Paulus menyaksikan bahwa Tuhan mendampingi misinya memberitakan injil kepada orang yang belum mengenal Yesus (2 Tim 4:17). Paulus tidak pernah menyesal dalam tugasnya, dia didera penderitaan yang luar biasa dalam seluruh perjalanannya, namun dia tidak menyesal karna selama itu dia bisa memelihara imannya kepada Tuhan (2 Tim 4:7). Rasul rasul dalam Kis 5:25 berkali kali dipenjarakan karna pemberitaan injil, namun Tuhan terus melindungi mereka untuk melanjutkan misi pemberitaan injil. Mereka melakukan itu di mana pun ada kesempatan, tidak terbatas hanya di rumah ibadah.

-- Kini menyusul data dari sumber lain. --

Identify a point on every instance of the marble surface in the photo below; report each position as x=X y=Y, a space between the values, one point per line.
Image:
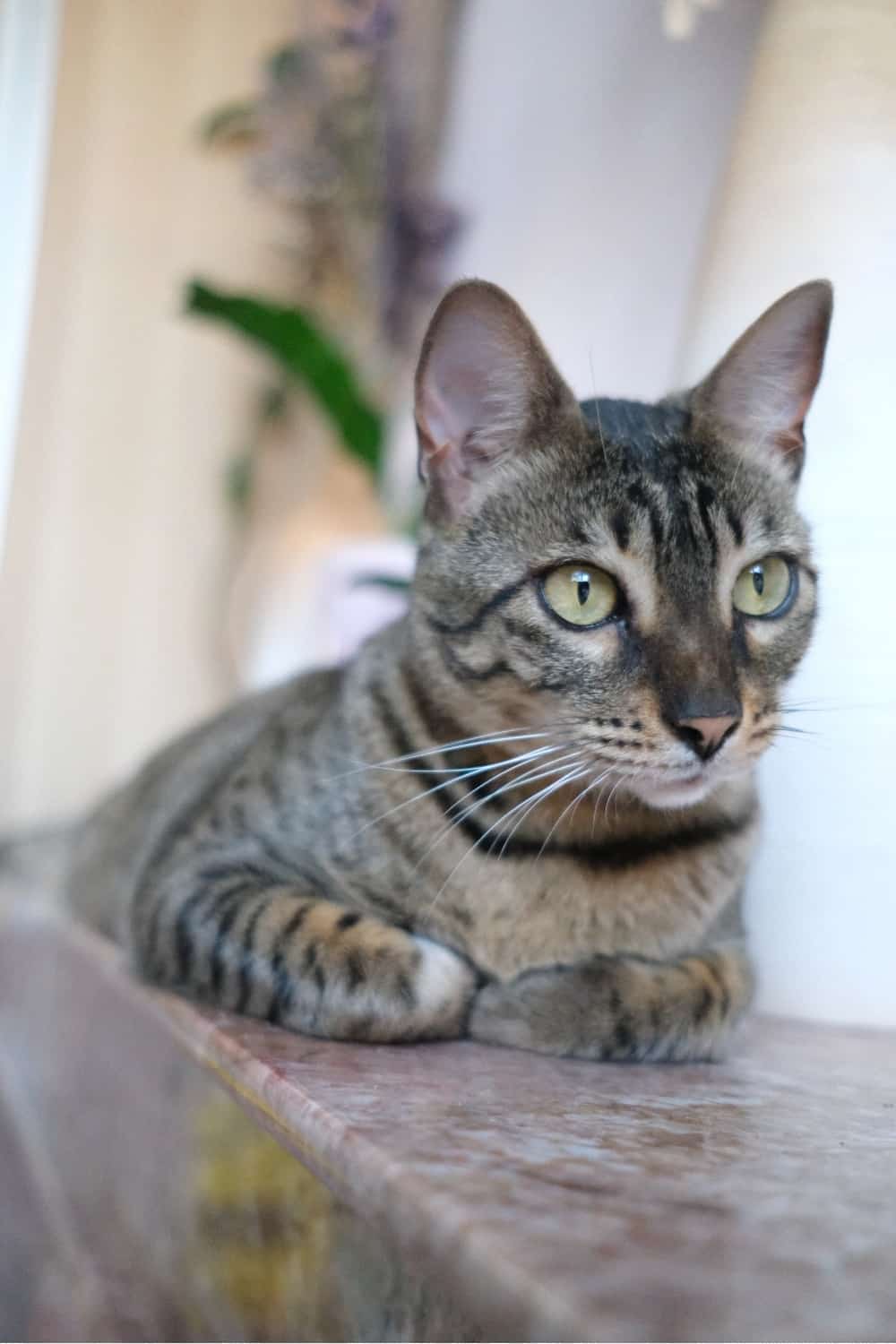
x=552 y=1199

Efesus 4:11,14 berpesan kepada kita untuk menjadi orang kristen yang mengajar sama seperti Yesus yang menjadi guru bagi semua bangsa sesuai yang dikatakan dalam Mat 28:20. Implikasinya adalah, kita diperintahkan untuk mengajar, memuridkan dan dari murid murid tersebut, kita menghasilkan guru. Kita mengajar mereka untuk menemukan makna keselamatan dan menimbulkan kerinduan untuk merenungkan Firman.
Tuhan sudah mempersiapkan dan mengerjakan segala sesuatu untuk kita bisa menjalankan misi Tuhan. Kita sudah digerakan dari comfort zone kita dan ditempatkan di tempat kita sekarang ini berada untuk menjalankan misiNya di tempat ini. Kita sudah dibekali oleh firman Tuhan maka kita sebenarnya sudah siap memberitakan injil dan mengajar. Untuk itu kita juga harus memiliki semangat untuk mencari Firman Tuhan.